Method: We designed a unique discrete-time two-stage decision model (Figure 1) that simulates an agent's diagnostic test decisions and latent health state transitions. The model maps health state prior, diagnostic test characteristics, therapeutic treatment characteristics, and discounting factors into endogenous random variable sequences (i.e., diagnostic decisions, diagnostic states and health states). The model accommodates stochastically repeated diagnostic tests and can flexibly characterize the interdependency between diagnostic test decisions and latent health state transitions. Analytical derivation reveals that when the demand for a diagnostic test is perfectly price inelastic (e.g., the test is fully covered by Medicare) a study diagnostic test's cost-effectiveness cutoff cost is linearly related to the comparison diagnostic test's cost. This insight provides a computational shortcut for identifying cost-effectiveness cutoff costs in many applications.
Result: In a demonstration, we applied the model to the cost-effectiveness analysis of 12-core prostate cancer biopsy in comparison with 6-core biopsy for a 65-year-old man referred for prostate biopsy and followed until death. Using input parameters extracted from SEER-Medicare datasets, we found that the incremental cost-effectiveness ratio of 12-core biopsy is $15,947 per life year gained. A 12-core biopsy remained cost-effective with test sensitivity as low as 0.65 and test cost as high as $6,291 (on average, a 12-core biopsy costs $2,573).

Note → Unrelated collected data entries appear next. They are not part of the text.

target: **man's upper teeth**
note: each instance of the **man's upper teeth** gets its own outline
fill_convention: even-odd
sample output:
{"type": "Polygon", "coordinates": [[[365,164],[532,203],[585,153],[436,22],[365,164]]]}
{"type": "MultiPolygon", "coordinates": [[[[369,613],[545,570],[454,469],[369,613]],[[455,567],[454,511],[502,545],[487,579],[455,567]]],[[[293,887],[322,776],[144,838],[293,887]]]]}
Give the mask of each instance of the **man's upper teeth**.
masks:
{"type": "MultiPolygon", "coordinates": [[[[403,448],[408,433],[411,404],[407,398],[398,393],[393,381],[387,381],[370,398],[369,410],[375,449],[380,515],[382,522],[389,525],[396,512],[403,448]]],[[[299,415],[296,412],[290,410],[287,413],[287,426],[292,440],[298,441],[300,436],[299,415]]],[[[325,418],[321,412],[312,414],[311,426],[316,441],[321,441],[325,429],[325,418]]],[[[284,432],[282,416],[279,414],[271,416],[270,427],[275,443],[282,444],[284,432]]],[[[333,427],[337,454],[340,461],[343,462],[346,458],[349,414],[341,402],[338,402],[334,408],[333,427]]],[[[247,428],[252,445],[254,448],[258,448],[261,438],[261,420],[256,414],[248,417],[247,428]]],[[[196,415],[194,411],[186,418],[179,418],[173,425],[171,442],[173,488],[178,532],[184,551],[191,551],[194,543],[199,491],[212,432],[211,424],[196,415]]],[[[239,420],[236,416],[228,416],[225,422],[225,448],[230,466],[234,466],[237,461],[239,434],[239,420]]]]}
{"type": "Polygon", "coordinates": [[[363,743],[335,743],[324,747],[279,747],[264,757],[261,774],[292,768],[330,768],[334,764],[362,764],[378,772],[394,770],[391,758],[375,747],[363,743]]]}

Conclusion: Our model can evaluate the effects of a diagnostic test on both intermediate outcomes (e.g., the number of diagnoses, choice of therapeutic treatments) and final outcomes (e.g., overall cost, QALYs, deaths avoided). In addition, various sensitivity analyses on patient characteristics (e.g., health state prior, initial age), therapeutic treatment characteristics (e.g., effectiveness parameters, costs), diagnostic test utilization parameters (e.g., propensity of re-testing), and diagnostic test characteristics (e.g., ROC curve, costs) can be implemented in the model for clinical policy design.